117 The sense of responsibility, a false feeling, does not exist in the true state of realisation of the Self.
118 When this ego-based sense of responsibility is destroyed, the bliss of the Self will surge and overflow.
Kartavya [the feeling that there are activities that must be done]
119 The notion of duties that need to be done [kartavya] will not cease as long as the sense of doership [kartrutva] exists in the heart.
120 Why do you become mentally agitated, blindly believing there are things you have to do [kartavya]?
121 The bondage called ‘duty’ will cease [being known] as a delusion caused by the ego, when the firm knowledge of reality is attained.

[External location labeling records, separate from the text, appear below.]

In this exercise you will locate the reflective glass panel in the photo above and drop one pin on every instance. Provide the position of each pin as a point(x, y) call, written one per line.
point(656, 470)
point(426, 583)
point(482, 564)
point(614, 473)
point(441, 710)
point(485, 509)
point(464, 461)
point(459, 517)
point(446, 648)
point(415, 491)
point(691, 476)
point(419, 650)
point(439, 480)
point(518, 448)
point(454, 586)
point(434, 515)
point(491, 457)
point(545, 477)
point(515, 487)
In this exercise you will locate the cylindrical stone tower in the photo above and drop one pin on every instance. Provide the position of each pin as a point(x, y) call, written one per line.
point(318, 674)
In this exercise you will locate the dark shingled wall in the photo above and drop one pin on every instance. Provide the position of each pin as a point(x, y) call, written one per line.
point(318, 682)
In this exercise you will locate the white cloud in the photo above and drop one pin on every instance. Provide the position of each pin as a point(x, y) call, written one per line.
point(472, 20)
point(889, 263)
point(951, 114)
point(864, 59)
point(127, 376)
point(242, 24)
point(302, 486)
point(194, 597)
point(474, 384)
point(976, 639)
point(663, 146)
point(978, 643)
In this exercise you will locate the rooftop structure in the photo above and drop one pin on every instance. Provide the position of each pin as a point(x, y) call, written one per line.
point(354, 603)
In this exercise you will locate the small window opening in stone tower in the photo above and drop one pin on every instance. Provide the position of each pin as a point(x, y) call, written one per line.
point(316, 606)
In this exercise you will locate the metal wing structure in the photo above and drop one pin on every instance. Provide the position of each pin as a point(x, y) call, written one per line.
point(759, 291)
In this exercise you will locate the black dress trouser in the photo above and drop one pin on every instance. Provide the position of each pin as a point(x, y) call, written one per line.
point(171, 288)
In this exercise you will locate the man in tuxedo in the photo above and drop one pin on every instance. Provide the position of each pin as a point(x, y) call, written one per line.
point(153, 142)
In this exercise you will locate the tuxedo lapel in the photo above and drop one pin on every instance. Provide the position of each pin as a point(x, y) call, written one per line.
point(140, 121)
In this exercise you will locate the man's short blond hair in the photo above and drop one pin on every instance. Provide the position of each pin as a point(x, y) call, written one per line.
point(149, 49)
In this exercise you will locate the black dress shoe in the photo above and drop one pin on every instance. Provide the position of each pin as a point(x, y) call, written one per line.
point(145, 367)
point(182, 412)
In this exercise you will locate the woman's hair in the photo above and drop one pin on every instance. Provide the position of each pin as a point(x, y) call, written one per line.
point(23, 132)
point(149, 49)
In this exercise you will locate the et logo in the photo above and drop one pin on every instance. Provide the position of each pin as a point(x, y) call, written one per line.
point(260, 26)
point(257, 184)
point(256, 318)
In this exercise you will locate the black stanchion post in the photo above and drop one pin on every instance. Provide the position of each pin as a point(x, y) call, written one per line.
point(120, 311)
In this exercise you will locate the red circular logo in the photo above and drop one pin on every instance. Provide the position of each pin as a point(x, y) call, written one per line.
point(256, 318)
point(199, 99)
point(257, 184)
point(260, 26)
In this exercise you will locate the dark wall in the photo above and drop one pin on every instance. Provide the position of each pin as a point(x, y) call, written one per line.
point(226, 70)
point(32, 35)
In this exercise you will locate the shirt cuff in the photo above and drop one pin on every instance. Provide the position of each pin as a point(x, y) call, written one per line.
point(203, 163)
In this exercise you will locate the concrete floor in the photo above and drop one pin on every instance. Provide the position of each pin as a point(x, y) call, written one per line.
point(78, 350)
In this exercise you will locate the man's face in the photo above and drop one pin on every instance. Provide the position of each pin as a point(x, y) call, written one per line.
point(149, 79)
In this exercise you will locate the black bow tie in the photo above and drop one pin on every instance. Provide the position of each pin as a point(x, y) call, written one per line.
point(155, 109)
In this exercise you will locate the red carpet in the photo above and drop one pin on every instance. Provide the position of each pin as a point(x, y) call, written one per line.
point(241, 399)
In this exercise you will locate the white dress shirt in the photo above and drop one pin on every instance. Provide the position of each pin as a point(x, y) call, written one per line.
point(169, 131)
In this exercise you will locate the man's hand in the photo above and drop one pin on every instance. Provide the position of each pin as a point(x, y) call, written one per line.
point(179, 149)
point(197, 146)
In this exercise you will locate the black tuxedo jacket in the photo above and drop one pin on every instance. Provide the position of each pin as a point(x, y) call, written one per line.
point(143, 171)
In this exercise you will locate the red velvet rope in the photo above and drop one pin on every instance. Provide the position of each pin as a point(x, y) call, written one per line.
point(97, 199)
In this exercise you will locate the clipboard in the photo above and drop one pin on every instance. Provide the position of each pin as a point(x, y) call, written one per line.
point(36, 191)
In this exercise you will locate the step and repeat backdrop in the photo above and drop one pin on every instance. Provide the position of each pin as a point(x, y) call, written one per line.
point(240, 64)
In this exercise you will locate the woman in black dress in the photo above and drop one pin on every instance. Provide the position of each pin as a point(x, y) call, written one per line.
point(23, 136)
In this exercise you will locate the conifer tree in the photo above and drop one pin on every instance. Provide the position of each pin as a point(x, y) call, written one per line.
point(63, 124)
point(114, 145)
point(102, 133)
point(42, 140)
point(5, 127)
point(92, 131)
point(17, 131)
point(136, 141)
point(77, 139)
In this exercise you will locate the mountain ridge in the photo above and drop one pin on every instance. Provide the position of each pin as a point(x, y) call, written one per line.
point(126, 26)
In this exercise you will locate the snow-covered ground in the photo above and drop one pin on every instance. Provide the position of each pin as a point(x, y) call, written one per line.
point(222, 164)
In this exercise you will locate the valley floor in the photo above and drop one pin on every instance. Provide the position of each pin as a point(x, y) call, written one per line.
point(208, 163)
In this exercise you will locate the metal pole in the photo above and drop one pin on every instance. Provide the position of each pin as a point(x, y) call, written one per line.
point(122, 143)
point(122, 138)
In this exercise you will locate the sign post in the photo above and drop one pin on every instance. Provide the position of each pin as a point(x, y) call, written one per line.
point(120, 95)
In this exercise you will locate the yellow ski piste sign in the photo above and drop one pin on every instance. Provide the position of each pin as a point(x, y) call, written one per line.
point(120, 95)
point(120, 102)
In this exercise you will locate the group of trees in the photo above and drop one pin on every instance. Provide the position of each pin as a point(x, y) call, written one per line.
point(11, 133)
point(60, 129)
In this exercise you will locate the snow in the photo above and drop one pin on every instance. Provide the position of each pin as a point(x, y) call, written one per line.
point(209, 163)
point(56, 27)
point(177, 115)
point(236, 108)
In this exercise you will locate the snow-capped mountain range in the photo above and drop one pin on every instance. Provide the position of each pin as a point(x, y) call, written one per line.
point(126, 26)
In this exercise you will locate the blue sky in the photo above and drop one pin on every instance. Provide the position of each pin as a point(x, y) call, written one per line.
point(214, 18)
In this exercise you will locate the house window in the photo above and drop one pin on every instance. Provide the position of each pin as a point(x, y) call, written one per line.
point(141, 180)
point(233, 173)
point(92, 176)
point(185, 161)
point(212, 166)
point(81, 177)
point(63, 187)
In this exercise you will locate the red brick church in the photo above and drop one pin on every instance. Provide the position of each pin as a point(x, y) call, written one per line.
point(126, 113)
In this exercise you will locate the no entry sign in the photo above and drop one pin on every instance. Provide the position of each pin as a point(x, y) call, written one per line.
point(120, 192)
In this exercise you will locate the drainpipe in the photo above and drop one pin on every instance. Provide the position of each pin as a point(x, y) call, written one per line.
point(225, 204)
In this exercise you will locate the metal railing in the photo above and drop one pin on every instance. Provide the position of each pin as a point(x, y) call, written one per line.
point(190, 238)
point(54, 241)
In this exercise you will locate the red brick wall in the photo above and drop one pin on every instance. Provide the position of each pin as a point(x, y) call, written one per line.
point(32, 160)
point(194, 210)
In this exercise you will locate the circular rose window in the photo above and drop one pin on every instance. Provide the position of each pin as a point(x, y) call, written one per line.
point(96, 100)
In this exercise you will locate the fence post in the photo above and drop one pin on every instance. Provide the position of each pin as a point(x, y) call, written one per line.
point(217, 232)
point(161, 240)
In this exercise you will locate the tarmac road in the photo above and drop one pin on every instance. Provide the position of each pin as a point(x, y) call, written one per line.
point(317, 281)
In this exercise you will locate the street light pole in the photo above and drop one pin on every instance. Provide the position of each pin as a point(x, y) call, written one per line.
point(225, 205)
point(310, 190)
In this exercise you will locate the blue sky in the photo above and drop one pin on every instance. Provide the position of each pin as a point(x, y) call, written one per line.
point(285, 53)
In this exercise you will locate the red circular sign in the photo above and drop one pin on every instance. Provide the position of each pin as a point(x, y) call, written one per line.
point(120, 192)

Question: I want to know my tattva [my truth, my reality] and my duties.
Bhagavan: Know your tattva first and then you may ask what your duties are. You must exist in order to know and do your duty. Realise your existence and then enquire of your duties. [19. Talks with Sri Ramana Maharshi, talk no. 565.]
122 A mind that has dissolved in the state of God, and ceased to exist, will not be aware of any activity that needs to be performed
123 because when the ego, which has the idea that it is the performer of actions, has been completely destroyed, the idea that something needs to be accomplished ends.
124 Those who do not see anything as a duty that has to be done will attain the bliss of peace that yields limitless contentment.